Short sellers have been rebuilding positions steadily. Short interest as a percentage of free float has climbed to 8.9%, up from roughly 8.6% a month ago and edging back toward the 10% peak seen in late April. The move has been gradual — around 2% on the week — rather than a sharp reversal. Critically, the borrow market is not flashing urgency. Cost to borrow has collapsed 40% over the past week to just 0.38%, the lowest level in at least six weeks, after running above 0.8% in mid-April. Availability has tightened somewhat from the comfortable 160–175% range seen in mid-May, and now sits at 120% — still indicating ample shares for new shorts to borrow, with roughly 1.2 shares available for every one already borrowed. There is no squeeze pressure in the lending market right now.
Options positioning tells the opposite story from short interest. Call demand is running well ahead of puts, with the put/call ratio sliding to 0.33 — below its 20-day average of 0.36 and 1.4 standard deviations on the bullish side of that mean. The 52-week low on the PCR is 0.11, so this is not an extreme reading, but the recent direction is clear: as short sellers edge back in, options traders are leaning into upside. The two camps are watching the same stock and drawing opposite conclusions.
That underlying tug-of-war is coloured by a chaotic few weeks of earnings-related price action. Q1 results dropped on May 15, with Q1 EPS of -$0.04 (flat year-on-year) and revenue of just $29K — enough to prompt a one-day drop of 22%. The five-day follow-through was -14%. But the stock had already absorbed a separate -6.3% one-day move on May 13 ahead of that release. Remarkably, despite this volatility, LWLG has clawed back to $11.97, up 3.3% on the week even after a sharp 6.8% single-day sell-off on May 26. The short score from ORTEX sits at 59.4 — moderate rather than extreme — and has been range-bound between 57 and 59 for the past two weeks, suggesting the bearish positioning thesis is present but not intensifying.
Institutional flows offer some intriguing colour. Marshall Wace added nearly 4.9 million shares in the quarter ending March 31, making them the second-largest reported holder at 3.8% of shares. Millennium Management added close to 2 million shares over the same period. These are active, opportunistic books that move quickly — and both built into what was then a lower price. On the insider side, the recent picture is one-directional: the CFO and multiple directors sold shares in early April at prices between $6.80 and $10.36, netting a combined $933K in sales. No purchases have been reported in that window. The 90-day net value tally, while positive at $3.3M, reflects awards rather than open-market conviction buying.

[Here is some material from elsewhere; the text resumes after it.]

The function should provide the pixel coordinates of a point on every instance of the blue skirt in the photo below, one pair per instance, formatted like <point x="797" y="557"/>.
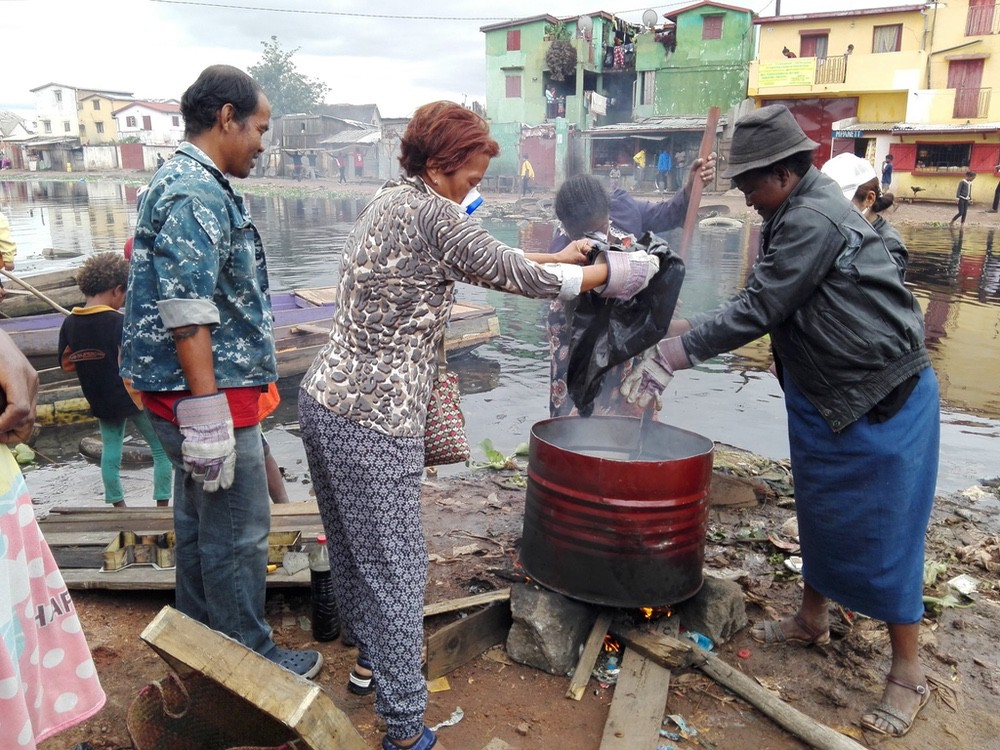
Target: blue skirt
<point x="863" y="499"/>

No next earnings event is currently scheduled. The key thing to watch heading forward is whether the cost to borrow reignites — last time it spiked above 0.8% in mid-April, short interest was close to cycle highs, and the stock subsequently compressed sharply before bouncing. A renewed CTB move alongside rising SI would signal the short thesis is gaining adherents; if it stays flat while short interest keeps building, availability tightening rather than borrow cost will become the next indicator to track.